The impact of disease on the Americas was arguably numerically larger than actual colonization, and the initial wave (say, 1492-1520) probably wasn't very intentional. So yeah, that particular experience doesn't give anyone "more authority or importance today".

But colonization, first by the Spanish and later by northern Europeans, was literally a war whose goal was frequently the complete annihilation of the population already in the Americas. It was a brutal, vicious war (that in a number of senses continues to the present day), and suffering through that does, under most western-ish moral philosophies, give you some status that you otherwise would not have.

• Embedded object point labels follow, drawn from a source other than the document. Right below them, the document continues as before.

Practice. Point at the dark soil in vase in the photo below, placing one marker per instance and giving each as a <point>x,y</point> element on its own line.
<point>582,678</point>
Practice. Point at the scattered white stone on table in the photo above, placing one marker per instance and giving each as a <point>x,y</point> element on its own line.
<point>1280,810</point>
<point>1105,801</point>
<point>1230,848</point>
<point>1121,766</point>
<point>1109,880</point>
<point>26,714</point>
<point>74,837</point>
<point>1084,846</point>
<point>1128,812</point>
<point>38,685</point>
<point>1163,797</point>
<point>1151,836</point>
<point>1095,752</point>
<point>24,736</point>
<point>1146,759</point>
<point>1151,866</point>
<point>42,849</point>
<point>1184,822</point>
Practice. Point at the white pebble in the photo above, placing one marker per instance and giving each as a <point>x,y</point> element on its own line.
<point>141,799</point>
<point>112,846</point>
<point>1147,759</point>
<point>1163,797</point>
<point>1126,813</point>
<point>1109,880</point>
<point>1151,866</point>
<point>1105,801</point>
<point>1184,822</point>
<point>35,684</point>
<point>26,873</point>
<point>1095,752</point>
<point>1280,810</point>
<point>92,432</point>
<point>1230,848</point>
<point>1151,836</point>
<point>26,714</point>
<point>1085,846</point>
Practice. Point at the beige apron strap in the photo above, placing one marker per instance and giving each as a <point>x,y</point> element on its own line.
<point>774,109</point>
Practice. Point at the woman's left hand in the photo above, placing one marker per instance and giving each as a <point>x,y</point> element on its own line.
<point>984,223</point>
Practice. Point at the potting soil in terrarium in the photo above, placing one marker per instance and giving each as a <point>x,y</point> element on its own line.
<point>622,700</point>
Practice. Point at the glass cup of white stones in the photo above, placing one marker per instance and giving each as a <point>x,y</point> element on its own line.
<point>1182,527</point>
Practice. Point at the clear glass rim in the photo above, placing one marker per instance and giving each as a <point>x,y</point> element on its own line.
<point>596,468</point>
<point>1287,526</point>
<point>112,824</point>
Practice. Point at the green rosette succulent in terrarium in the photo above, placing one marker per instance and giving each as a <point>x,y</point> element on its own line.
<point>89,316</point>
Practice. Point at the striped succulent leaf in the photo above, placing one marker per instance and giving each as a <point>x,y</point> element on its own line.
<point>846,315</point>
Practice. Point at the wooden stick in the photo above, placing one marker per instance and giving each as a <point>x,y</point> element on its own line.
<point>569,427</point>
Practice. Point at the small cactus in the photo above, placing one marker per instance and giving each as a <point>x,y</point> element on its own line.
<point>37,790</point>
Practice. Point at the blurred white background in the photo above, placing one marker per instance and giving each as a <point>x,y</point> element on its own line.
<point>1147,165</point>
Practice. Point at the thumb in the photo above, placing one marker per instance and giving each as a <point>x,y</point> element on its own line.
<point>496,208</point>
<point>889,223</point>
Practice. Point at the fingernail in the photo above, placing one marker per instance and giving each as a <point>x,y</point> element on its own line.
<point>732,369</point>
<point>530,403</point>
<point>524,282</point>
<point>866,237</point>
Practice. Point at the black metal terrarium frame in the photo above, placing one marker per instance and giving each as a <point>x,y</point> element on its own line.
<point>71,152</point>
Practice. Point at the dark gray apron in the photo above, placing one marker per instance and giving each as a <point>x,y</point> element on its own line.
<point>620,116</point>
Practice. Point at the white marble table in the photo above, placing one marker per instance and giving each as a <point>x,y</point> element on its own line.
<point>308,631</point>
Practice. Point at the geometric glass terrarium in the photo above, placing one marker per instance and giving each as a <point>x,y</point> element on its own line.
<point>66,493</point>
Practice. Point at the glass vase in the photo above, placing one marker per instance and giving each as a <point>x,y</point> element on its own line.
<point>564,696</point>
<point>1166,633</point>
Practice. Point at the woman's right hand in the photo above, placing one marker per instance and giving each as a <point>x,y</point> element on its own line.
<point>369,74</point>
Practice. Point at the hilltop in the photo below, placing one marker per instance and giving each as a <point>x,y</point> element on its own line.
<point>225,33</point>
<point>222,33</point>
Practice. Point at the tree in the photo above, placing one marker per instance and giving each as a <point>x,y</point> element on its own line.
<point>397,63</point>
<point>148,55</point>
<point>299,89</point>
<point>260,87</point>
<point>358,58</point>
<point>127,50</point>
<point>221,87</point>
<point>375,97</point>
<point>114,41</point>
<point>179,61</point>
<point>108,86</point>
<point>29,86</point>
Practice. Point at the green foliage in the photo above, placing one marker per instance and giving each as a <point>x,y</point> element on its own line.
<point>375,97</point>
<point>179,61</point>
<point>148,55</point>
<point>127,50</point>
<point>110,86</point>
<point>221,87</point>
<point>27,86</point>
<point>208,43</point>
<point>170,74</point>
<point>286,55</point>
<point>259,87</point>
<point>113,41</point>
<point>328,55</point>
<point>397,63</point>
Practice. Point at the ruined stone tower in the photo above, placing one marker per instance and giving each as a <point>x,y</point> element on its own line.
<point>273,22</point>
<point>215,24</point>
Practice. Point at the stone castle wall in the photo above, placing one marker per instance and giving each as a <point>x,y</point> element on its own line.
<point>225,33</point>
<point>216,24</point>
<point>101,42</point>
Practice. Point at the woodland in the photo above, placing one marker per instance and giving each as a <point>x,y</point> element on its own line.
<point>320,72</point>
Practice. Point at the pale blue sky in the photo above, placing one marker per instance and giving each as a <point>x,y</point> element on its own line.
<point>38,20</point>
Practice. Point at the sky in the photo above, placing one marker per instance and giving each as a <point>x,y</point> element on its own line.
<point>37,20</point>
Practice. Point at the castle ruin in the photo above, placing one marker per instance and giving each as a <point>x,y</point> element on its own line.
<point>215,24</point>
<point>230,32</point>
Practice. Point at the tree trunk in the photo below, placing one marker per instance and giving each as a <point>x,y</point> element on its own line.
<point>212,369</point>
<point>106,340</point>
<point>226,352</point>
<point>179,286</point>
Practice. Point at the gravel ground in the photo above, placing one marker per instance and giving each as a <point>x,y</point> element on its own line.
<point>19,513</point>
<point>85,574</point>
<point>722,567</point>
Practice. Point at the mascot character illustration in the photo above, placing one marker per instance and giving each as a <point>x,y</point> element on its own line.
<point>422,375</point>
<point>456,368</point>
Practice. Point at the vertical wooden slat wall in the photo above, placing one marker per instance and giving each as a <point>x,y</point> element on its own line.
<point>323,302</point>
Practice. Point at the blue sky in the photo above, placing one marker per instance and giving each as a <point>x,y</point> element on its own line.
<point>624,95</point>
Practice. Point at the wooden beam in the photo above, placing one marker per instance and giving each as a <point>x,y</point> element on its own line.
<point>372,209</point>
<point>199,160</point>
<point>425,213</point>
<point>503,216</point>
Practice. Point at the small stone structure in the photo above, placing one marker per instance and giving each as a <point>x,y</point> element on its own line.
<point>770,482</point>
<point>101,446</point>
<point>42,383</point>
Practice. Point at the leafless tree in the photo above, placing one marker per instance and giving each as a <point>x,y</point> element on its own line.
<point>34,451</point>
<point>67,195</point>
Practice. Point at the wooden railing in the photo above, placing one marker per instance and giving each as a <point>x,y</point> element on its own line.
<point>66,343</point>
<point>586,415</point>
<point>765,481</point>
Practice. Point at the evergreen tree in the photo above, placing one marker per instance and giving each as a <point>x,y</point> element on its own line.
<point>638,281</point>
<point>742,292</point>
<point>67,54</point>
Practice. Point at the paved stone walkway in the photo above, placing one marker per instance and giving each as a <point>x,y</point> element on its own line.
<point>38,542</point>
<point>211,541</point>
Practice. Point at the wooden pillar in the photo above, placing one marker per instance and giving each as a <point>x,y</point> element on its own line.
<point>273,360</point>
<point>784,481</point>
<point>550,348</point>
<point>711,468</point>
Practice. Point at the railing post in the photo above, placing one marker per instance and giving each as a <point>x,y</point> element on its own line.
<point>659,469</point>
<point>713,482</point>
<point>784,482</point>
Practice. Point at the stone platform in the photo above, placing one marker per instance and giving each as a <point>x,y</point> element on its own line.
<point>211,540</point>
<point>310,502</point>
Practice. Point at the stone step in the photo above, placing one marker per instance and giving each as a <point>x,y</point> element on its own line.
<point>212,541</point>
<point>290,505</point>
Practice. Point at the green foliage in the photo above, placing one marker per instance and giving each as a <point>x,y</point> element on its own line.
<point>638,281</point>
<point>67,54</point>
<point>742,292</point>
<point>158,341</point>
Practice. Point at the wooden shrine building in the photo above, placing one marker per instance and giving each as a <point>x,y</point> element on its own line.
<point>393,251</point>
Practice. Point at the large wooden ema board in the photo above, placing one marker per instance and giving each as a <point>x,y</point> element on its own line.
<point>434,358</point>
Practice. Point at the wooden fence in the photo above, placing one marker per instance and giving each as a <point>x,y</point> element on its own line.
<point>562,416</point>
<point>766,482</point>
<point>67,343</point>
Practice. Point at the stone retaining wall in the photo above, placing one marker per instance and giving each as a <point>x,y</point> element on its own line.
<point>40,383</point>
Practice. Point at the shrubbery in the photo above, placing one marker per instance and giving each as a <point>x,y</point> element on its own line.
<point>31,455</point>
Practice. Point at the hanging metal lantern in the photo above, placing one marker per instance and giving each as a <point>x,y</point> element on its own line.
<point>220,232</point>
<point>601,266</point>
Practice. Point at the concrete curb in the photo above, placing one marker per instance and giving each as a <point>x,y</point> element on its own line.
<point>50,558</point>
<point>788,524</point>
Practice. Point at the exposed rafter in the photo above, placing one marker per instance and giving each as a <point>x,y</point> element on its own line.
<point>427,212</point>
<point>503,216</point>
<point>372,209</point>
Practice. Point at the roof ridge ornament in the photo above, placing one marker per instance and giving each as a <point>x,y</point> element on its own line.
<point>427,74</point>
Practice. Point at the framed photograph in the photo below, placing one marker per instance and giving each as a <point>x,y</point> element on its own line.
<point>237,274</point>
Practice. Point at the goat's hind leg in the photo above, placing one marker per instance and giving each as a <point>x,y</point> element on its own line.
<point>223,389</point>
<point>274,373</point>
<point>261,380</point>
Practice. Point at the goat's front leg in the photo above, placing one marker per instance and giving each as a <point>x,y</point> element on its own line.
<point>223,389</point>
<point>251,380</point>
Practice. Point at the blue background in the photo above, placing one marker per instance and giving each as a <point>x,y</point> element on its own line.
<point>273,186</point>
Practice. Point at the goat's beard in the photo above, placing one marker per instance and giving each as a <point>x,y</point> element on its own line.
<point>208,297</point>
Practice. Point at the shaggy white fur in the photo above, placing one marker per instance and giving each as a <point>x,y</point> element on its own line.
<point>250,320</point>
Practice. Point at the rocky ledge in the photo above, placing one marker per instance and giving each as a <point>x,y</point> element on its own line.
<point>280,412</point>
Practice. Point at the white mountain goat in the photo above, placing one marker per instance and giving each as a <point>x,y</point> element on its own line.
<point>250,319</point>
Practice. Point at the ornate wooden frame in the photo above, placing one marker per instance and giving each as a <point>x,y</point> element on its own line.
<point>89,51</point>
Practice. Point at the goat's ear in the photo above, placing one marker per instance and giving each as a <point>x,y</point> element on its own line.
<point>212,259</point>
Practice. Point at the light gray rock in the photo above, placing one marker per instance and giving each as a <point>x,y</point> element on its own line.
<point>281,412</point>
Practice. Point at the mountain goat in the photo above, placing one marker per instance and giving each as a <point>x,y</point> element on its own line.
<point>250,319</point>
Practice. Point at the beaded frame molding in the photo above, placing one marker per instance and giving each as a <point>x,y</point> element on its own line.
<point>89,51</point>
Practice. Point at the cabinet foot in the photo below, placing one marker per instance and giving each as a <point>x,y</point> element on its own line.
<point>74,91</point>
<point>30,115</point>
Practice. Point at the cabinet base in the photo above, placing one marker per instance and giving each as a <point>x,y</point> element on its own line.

Welcome to history and prehistory. Brutality was common and limited only by power imbalances between the conqueror and the conquered. The remarkable thing about the European conquests was that the power difference had become tremendous after tens of millennia of isolation, which allowed the Europeans to visit unprecedented brutality on the native peoples. It wasn’t that the Europeans were uniquely evil, but uniquely powerful relative to those they conquered.

> suffering through that does, under most western-ish moral philosophies, give you some status that you otherwise would not have.

This is an interesting point, but I don’t think the common belief is “indigenous have moral title to the land due to great suffering”, but rather due to “they were the first people in the land at recorded history” so in our collective psyche we errantly assume they must’ve been the first there ever. I deed, if it were merely “suffering” then surely their disease experience alone would suffice? These are at least the reasons I’ve commonly heard, including from people in this thread.

And so what? Disease kills people. What exactly are we to do about it. Your ancestors being more susceptible to some disease doesn't make you special.
What I wrote:

> The impact of disease [ ... ] So yeah, that particular experience doesn't give anyone "more authority or importance today".

What we could do is read a little more carefully, just for starters.